Nous nous sommes retrouvées une nouvelle fois à l’atelier Nollet où Guillaume Ortega nous reçoit toujours si bien… C’étaient les 18 et 24 novembre derniers pour un nouveau volet sur les croyances limitantes concernant la sexualité féminine.

Il y avait plus d’une douzaine de participantes à chaque atelier, avec des parcours variés, certaines en construction ou en reconstruction autour de leur sexualité, d’autres vivant une sexualité qu’elles qualifiaient d’épanouie…

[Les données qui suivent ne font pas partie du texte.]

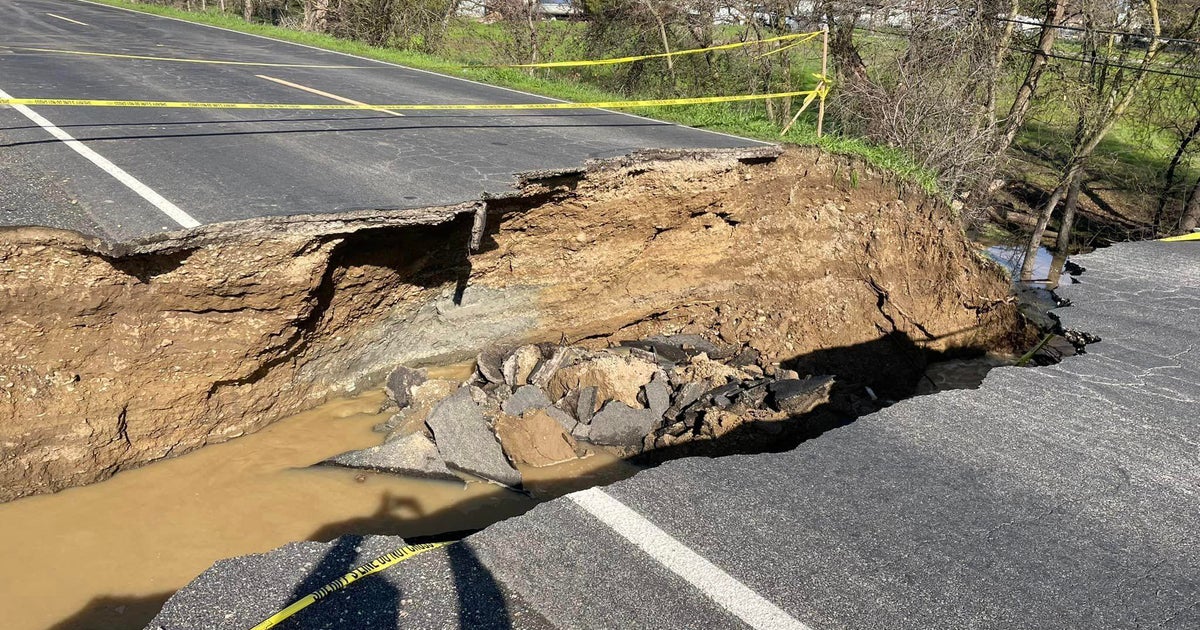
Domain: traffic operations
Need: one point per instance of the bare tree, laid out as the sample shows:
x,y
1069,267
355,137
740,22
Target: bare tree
x,y
1114,88
1019,111
1191,217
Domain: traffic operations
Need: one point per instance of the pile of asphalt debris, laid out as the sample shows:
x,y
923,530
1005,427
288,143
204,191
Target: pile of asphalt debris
x,y
541,405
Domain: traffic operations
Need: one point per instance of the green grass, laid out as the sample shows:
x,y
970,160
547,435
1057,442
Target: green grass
x,y
471,41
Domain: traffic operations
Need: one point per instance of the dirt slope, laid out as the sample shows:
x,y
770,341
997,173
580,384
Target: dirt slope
x,y
120,358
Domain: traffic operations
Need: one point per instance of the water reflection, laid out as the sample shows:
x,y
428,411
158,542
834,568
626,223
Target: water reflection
x,y
1047,265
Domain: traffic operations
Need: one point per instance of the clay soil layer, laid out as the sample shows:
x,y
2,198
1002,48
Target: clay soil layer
x,y
115,358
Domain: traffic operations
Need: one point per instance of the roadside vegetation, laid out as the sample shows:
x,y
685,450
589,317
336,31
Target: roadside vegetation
x,y
1031,117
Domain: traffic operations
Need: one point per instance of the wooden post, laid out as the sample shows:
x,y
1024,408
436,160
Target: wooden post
x,y
825,69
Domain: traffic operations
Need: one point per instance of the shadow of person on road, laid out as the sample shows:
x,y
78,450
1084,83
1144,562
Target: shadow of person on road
x,y
375,601
371,603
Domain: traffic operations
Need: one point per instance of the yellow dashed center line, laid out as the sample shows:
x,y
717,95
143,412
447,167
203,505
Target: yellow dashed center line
x,y
327,95
69,19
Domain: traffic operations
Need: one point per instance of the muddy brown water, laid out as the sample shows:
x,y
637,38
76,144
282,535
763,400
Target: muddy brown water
x,y
106,556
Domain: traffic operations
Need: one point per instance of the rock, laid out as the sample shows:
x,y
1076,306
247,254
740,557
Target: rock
x,y
702,369
754,397
534,438
679,348
616,378
490,364
658,395
413,455
718,423
478,395
745,357
563,418
795,396
586,405
466,442
400,384
521,364
559,355
621,425
729,391
689,394
525,399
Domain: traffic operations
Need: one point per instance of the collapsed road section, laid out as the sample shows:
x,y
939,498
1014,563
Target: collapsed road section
x,y
120,358
1059,497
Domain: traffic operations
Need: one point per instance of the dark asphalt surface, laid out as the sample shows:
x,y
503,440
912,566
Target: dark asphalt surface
x,y
223,165
1065,497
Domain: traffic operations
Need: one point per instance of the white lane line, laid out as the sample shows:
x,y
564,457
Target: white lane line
x,y
760,143
117,172
327,95
678,558
69,19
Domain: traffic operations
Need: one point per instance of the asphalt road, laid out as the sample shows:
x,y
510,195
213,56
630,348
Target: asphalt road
x,y
217,166
1063,497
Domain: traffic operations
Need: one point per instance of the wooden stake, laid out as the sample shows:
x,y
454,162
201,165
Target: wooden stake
x,y
825,69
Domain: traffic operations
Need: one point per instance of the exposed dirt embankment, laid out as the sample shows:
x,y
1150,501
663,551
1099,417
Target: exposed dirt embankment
x,y
114,359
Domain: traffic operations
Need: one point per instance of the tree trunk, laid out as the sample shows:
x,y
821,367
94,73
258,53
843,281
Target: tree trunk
x,y
1039,228
997,61
1020,108
666,43
1086,144
1165,193
316,15
1191,217
1068,215
531,6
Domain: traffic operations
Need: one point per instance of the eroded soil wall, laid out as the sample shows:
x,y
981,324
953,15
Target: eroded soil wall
x,y
113,360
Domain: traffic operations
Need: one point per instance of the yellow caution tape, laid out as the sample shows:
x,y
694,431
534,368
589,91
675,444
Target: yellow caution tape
x,y
373,567
802,36
1193,237
183,60
820,91
809,37
447,107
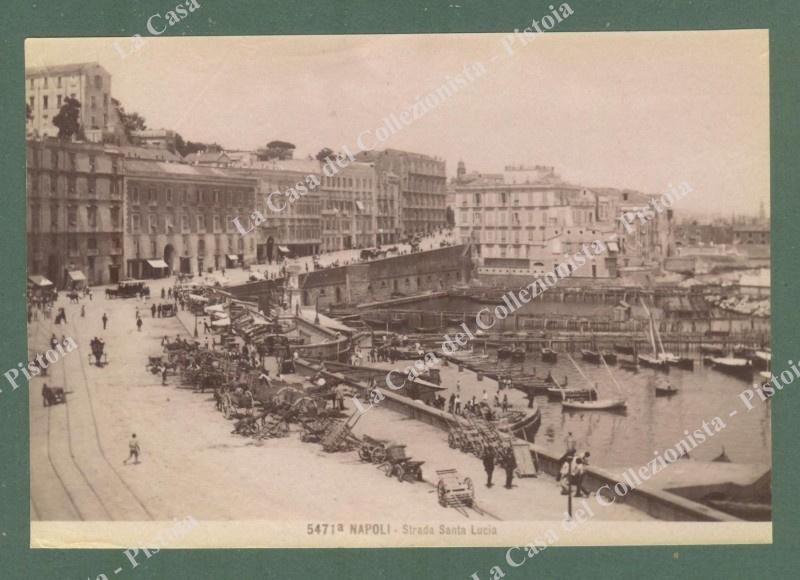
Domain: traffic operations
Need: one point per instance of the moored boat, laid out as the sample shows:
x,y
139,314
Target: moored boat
x,y
738,367
549,355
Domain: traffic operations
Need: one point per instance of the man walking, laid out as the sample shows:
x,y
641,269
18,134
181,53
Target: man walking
x,y
488,466
509,464
134,450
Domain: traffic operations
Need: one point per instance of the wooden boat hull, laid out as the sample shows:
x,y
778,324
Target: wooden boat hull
x,y
598,405
549,355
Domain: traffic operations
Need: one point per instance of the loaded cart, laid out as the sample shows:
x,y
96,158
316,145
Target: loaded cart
x,y
453,490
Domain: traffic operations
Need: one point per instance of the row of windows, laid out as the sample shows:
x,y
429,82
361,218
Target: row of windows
x,y
165,223
72,217
153,196
44,81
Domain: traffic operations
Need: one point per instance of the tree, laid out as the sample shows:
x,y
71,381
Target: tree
x,y
324,154
68,119
276,150
130,121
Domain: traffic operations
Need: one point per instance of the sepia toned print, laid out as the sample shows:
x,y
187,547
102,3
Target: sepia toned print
x,y
403,290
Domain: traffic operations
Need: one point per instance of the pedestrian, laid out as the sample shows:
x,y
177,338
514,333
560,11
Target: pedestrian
x,y
134,450
571,445
509,464
488,465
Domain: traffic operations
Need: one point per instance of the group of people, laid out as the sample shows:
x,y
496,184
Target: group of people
x,y
505,458
573,468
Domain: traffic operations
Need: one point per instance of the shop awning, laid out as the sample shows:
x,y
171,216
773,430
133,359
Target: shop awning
x,y
40,281
76,276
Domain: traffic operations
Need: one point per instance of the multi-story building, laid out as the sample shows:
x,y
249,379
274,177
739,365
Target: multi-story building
x,y
349,207
527,220
180,218
423,187
295,230
75,211
46,88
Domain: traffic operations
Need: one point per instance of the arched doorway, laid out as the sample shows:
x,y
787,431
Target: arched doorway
x,y
169,256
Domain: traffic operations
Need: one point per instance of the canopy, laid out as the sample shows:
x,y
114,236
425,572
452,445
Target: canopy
x,y
40,281
76,276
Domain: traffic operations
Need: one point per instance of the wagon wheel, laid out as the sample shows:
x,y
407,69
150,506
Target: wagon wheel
x,y
378,455
451,440
441,490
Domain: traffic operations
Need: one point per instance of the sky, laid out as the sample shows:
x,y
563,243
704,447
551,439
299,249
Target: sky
x,y
637,110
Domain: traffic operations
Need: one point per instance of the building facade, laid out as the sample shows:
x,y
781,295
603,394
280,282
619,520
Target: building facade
x,y
75,211
293,229
423,188
46,88
180,218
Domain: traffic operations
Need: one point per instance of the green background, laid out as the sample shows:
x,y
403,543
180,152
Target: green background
x,y
125,18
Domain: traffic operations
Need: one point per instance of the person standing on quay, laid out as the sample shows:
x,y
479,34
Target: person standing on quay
x,y
133,448
488,466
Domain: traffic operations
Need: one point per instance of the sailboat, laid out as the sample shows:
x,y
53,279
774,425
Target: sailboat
x,y
598,404
660,359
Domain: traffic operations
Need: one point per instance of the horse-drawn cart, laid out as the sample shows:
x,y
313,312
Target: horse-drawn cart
x,y
453,490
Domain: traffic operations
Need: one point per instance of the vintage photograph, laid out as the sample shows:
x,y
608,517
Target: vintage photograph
x,y
399,290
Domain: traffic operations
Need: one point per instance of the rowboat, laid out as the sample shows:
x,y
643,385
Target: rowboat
x,y
624,349
738,367
549,355
595,403
598,405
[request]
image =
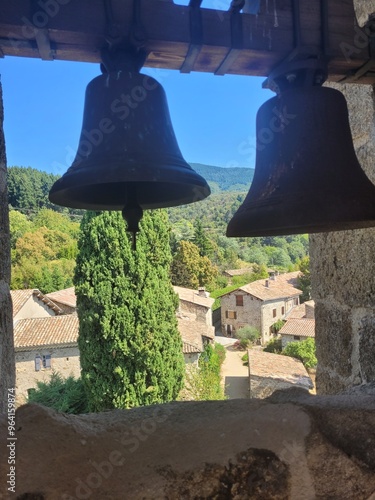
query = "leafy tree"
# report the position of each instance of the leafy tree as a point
(189, 269)
(256, 255)
(28, 188)
(203, 383)
(201, 240)
(19, 225)
(55, 221)
(304, 351)
(65, 395)
(304, 281)
(44, 259)
(131, 350)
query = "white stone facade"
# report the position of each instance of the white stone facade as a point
(254, 312)
(64, 360)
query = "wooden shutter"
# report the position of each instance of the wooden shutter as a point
(37, 363)
(48, 361)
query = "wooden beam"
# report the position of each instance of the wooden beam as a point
(78, 29)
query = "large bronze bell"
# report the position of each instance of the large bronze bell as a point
(128, 157)
(307, 177)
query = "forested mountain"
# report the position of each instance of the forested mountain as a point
(44, 241)
(225, 179)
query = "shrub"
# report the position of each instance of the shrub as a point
(203, 382)
(65, 395)
(274, 346)
(245, 358)
(304, 351)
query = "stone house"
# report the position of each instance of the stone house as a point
(271, 372)
(32, 303)
(43, 340)
(194, 317)
(300, 325)
(260, 304)
(42, 345)
(194, 321)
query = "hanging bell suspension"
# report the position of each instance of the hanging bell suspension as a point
(307, 177)
(128, 158)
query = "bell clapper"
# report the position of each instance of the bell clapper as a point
(133, 213)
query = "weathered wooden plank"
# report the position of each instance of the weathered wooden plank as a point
(78, 29)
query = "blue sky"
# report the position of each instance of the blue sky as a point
(213, 116)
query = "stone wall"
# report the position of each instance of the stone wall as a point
(311, 448)
(343, 278)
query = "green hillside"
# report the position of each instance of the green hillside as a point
(225, 179)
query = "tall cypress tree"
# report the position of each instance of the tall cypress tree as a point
(130, 347)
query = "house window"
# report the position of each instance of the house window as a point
(38, 363)
(231, 314)
(46, 360)
(239, 300)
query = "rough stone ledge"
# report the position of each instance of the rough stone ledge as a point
(291, 446)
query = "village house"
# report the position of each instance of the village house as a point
(194, 321)
(43, 339)
(66, 299)
(46, 333)
(300, 324)
(260, 304)
(271, 372)
(42, 345)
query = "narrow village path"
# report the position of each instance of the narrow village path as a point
(235, 375)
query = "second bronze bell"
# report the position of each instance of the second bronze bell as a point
(307, 177)
(128, 155)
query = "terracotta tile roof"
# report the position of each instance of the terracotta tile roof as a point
(20, 297)
(50, 331)
(277, 366)
(304, 327)
(66, 297)
(190, 348)
(278, 288)
(192, 331)
(193, 296)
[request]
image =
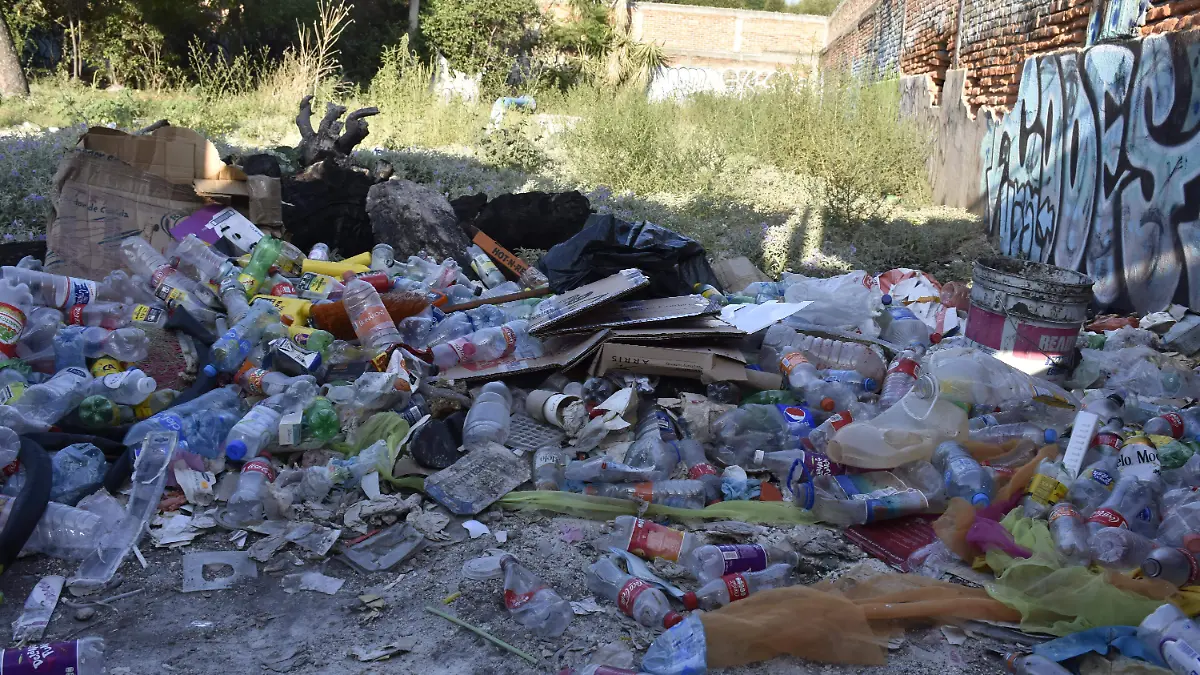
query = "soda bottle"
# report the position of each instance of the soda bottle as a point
(648, 539)
(1117, 548)
(679, 494)
(487, 420)
(77, 657)
(964, 476)
(634, 597)
(1093, 484)
(372, 323)
(732, 587)
(1169, 633)
(1069, 533)
(232, 348)
(713, 561)
(245, 506)
(264, 255)
(532, 603)
(1177, 566)
(899, 326)
(16, 303)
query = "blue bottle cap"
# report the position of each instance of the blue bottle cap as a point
(235, 449)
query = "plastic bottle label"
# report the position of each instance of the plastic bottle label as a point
(651, 541)
(55, 658)
(743, 557)
(628, 595)
(1107, 517)
(12, 322)
(1045, 490)
(737, 586)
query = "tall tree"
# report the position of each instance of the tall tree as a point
(12, 78)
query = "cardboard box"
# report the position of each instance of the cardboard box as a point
(639, 312)
(561, 308)
(562, 352)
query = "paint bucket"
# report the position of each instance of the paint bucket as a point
(1029, 314)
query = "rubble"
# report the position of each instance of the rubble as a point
(637, 459)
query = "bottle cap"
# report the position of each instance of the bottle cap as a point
(690, 601)
(235, 449)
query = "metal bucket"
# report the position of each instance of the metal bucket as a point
(1029, 314)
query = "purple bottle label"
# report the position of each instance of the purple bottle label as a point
(55, 658)
(743, 557)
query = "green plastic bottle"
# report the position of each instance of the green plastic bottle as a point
(321, 420)
(261, 261)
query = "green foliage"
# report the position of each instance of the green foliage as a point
(483, 36)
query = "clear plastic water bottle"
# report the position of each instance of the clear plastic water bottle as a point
(964, 476)
(372, 323)
(648, 539)
(714, 561)
(129, 345)
(532, 603)
(1176, 566)
(77, 657)
(127, 388)
(732, 587)
(634, 597)
(1069, 533)
(1169, 633)
(487, 420)
(899, 326)
(246, 506)
(1093, 485)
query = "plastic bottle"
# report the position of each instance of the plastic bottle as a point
(1069, 533)
(648, 539)
(76, 657)
(1177, 566)
(16, 304)
(372, 323)
(232, 348)
(732, 587)
(907, 431)
(679, 494)
(129, 345)
(487, 420)
(1093, 485)
(1169, 633)
(899, 326)
(246, 506)
(964, 476)
(869, 497)
(634, 597)
(264, 255)
(532, 603)
(713, 561)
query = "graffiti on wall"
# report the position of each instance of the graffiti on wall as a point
(1097, 168)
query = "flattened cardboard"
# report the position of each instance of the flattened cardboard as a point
(177, 154)
(635, 312)
(100, 201)
(561, 353)
(574, 303)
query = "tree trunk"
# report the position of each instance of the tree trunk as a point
(414, 22)
(12, 78)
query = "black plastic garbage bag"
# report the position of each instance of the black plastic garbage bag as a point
(607, 245)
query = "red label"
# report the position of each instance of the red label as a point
(651, 539)
(75, 315)
(628, 595)
(1108, 518)
(737, 586)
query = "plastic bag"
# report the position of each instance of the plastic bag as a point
(607, 245)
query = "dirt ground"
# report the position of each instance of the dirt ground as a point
(258, 627)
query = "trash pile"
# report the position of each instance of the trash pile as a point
(1017, 464)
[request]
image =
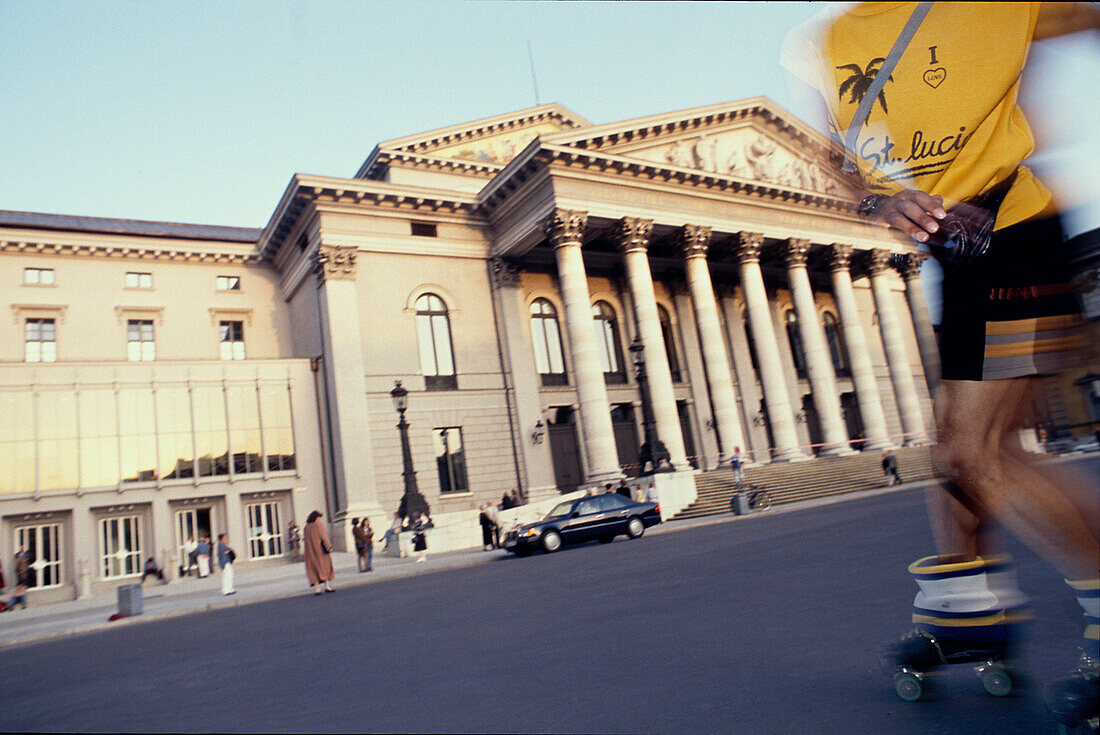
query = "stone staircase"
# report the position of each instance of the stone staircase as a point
(800, 481)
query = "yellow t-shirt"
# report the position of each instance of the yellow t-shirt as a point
(946, 121)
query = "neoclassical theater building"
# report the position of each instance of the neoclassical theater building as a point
(160, 381)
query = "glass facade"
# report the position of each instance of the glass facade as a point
(96, 437)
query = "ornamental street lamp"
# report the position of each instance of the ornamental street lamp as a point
(413, 503)
(652, 449)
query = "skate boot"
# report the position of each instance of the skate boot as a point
(965, 613)
(1075, 701)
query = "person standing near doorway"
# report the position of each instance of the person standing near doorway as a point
(226, 558)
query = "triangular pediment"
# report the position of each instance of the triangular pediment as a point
(752, 139)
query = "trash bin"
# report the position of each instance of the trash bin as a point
(130, 600)
(739, 504)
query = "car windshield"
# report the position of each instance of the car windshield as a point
(559, 511)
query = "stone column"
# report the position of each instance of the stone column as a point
(519, 363)
(862, 371)
(341, 338)
(763, 338)
(633, 238)
(910, 269)
(818, 363)
(694, 240)
(901, 372)
(565, 229)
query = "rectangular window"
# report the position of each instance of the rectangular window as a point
(232, 339)
(140, 343)
(41, 344)
(424, 230)
(39, 276)
(265, 535)
(278, 431)
(450, 460)
(43, 545)
(139, 280)
(229, 283)
(120, 547)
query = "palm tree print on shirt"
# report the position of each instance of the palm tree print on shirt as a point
(857, 85)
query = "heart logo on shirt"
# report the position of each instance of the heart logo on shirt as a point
(935, 77)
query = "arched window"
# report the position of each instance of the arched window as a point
(670, 342)
(798, 354)
(433, 338)
(751, 341)
(837, 349)
(611, 354)
(546, 337)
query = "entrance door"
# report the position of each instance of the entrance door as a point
(626, 439)
(853, 421)
(193, 523)
(564, 450)
(813, 423)
(685, 430)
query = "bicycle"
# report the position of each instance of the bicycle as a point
(756, 500)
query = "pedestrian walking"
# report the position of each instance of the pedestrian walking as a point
(294, 540)
(1011, 311)
(393, 531)
(890, 468)
(369, 540)
(737, 464)
(486, 525)
(359, 533)
(226, 558)
(318, 551)
(494, 516)
(420, 539)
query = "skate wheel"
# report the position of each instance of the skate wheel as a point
(908, 686)
(997, 681)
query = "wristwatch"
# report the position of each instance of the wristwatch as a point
(869, 204)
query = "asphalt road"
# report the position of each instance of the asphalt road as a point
(767, 624)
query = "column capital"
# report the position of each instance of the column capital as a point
(334, 263)
(839, 256)
(505, 274)
(878, 261)
(909, 265)
(694, 240)
(633, 233)
(747, 247)
(565, 227)
(795, 251)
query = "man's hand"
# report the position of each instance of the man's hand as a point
(913, 212)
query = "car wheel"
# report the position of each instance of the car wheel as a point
(551, 541)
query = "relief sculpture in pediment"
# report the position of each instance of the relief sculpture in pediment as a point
(759, 158)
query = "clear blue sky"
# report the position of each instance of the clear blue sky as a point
(201, 112)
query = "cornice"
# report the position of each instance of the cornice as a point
(407, 160)
(554, 155)
(305, 190)
(477, 129)
(40, 245)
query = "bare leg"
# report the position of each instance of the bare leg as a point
(977, 420)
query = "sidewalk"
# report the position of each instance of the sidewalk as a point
(194, 595)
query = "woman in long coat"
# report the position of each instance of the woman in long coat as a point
(318, 557)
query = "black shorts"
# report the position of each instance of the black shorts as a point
(1016, 311)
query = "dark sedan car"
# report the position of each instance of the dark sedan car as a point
(596, 517)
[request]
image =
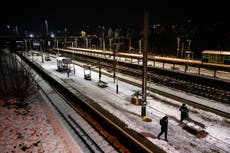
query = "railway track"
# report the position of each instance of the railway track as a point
(111, 129)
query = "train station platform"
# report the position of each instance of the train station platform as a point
(119, 104)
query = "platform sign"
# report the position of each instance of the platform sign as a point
(36, 44)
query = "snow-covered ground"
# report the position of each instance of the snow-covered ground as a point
(29, 129)
(218, 128)
(180, 141)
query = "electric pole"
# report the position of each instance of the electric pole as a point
(145, 53)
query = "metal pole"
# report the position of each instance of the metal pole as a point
(145, 53)
(178, 46)
(47, 32)
(117, 75)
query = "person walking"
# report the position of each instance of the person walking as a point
(184, 112)
(164, 127)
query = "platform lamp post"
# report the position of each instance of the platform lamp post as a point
(117, 72)
(178, 46)
(144, 70)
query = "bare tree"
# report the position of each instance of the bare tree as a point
(16, 80)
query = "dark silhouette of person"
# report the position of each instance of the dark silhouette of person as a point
(164, 127)
(184, 112)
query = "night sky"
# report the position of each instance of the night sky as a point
(31, 18)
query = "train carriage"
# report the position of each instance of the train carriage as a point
(214, 56)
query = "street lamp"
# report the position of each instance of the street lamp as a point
(47, 32)
(178, 46)
(145, 54)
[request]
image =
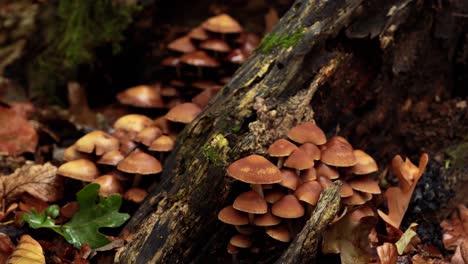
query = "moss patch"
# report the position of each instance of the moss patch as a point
(275, 40)
(216, 150)
(78, 28)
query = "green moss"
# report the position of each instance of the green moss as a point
(272, 41)
(78, 28)
(216, 150)
(458, 155)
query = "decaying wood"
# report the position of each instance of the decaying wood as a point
(180, 214)
(269, 94)
(304, 247)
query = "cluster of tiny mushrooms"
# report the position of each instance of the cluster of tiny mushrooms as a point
(202, 60)
(290, 189)
(128, 153)
(280, 193)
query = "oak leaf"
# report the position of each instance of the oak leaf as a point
(27, 251)
(39, 181)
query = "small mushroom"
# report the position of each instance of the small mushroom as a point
(136, 195)
(108, 185)
(256, 170)
(80, 169)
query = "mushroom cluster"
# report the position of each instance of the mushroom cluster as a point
(126, 155)
(199, 64)
(283, 195)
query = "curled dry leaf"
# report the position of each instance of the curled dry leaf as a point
(398, 198)
(387, 253)
(461, 254)
(455, 235)
(39, 181)
(350, 236)
(16, 134)
(27, 251)
(407, 239)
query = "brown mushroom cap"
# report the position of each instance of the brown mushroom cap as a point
(312, 150)
(280, 233)
(231, 216)
(133, 123)
(111, 158)
(223, 23)
(245, 229)
(108, 185)
(231, 249)
(254, 169)
(338, 152)
(365, 184)
(217, 45)
(307, 132)
(182, 44)
(98, 141)
(309, 175)
(183, 113)
(199, 59)
(299, 160)
(237, 56)
(80, 169)
(309, 192)
(324, 181)
(346, 190)
(323, 169)
(281, 148)
(144, 96)
(241, 241)
(365, 163)
(250, 202)
(267, 219)
(148, 135)
(171, 62)
(288, 207)
(273, 196)
(139, 162)
(290, 179)
(136, 195)
(71, 153)
(198, 33)
(162, 144)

Toutes se retrouvaient cependant autour d’une ou plusieurs croyances dans leur rapport à elle même et aux autres qu’elles trouvaient bloquantes du type:

« je vais mettre mon couple en danger si on essaie une expérience sexuelle à plusieurs bien que l’on en ait envie »,

« si je couche le premier soir, ça met en doute ma vertu auprès de certains hommes »,

« je suis trop grosse pour porter des portes jarretelles »,

« j’ai un problème si je ne me masturbe pas »,

« je ne tombe amoureuse que des hommes qui me trompent »,

« on ne peut pas être homosexuelle et hétérosexuelle »,

« on ne peut pas avoir une sexualité épanouie avec la même personne toute sa vie »,

« je vais faire peur à mon partenaire si je m’abandonne vraiment en faisant l’amour »…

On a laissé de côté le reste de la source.